Professor Dame Wendy Hall, a director of the Web Science Institute at the University of Southampton noted, “I walk into a classroom in India and it’s more than 50% girls – the same in Malaysia. They are so passionate about coding.”
Pockets of Hope
Though overall US and European statistics for women in technology remain stagnant, there are pockets of hope. At University of Washington, Stanford University, and the University of California, Berkeley, women represent about a third of computer-science students. At the Massachusetts Institute of Technology, 42 percent of computer-science majors are women, up from 34 percent five years ago. The ratio is similar at Carnegie Mellon University in Pittsburgh, up from seven percent in the 1990s.
This year, more women will graduate with computer-science degrees than men for the second time at Harvey Mudd College, a Southern California school. Alumni include creators (all men) of important web technologies like SQL, Flash and GitHub. Maria Klawe, president of Harvey Mudd, has led an effort to recruit more women. She believes that “Doing so will improve technology for everyone.”
In May 2018, more than 300 female attendees showed up on Mother’s Day to discuss women’s role in blockchain during the Women on the Block Conference, the brainchild of Alexandra Levin-Kramer, ESQ., a partner at CKR Law who also heads the company’s Blockchain Technology & Digital Currency group.
Women and Blockchain
This one-day blockchain conference featured all-women panels and over 50 speakers from more than 13 countries. While the five keynotes and eight-panel discussions were heavily weighted towards cryptocurrency and tokens, one panel, “Blockchain Technology & Smart Contracts” was more focused on the technical aspects of blockchain.
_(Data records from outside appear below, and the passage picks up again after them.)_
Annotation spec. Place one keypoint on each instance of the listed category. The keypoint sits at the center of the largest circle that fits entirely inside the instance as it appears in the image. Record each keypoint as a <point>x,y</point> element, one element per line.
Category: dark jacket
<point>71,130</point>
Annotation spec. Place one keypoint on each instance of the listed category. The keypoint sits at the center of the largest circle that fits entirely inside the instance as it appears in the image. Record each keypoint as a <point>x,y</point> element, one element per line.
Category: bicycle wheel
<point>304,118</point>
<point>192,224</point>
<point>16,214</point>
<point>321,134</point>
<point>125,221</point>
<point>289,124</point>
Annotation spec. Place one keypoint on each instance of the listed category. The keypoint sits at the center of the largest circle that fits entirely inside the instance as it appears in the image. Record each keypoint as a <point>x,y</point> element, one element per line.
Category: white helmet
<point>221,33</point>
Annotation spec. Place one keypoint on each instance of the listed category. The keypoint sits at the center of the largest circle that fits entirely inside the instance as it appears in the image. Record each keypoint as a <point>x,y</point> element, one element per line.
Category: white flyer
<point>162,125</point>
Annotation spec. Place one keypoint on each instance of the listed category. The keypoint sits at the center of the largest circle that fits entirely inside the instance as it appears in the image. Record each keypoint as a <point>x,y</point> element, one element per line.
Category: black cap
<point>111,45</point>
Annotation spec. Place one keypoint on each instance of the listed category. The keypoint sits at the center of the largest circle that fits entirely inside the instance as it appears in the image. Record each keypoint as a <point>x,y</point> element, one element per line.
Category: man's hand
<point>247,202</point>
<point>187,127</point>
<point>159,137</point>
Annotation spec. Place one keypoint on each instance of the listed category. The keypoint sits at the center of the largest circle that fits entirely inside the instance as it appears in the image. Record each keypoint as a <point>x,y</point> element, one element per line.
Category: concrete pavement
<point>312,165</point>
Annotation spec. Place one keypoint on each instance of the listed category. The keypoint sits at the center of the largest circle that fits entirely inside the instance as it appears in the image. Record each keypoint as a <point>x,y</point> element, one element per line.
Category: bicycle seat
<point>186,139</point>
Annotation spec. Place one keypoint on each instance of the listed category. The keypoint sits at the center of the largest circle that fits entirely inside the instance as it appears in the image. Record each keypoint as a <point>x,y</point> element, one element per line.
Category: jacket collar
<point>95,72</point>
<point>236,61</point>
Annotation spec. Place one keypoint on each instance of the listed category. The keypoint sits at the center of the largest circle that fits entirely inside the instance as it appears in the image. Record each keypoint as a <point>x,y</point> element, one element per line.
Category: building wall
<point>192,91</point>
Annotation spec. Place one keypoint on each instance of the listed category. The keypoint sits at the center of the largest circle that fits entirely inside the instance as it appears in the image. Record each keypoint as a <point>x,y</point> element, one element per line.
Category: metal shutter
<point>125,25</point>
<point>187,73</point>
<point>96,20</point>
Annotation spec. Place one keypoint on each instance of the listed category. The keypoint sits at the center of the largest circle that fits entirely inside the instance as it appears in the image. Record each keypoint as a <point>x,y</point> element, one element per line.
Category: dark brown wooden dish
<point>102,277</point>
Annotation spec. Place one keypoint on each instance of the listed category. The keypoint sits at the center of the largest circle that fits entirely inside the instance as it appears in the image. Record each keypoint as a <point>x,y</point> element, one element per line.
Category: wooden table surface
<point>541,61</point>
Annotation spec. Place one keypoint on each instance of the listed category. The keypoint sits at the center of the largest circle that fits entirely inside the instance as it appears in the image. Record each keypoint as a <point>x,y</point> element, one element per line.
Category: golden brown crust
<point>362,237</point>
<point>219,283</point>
There are a number of notable women who are active in leading projects that are dominating the blockchain and cryptocurrency industry. Women are the founders of some of the biggest ICOs, digital currency payment platforms, and blockchain tech development firms. Apart from being part of the evolution and development of the industry, many of them play active roles in improving the adoption of cryptocurrency in mainstream commerce.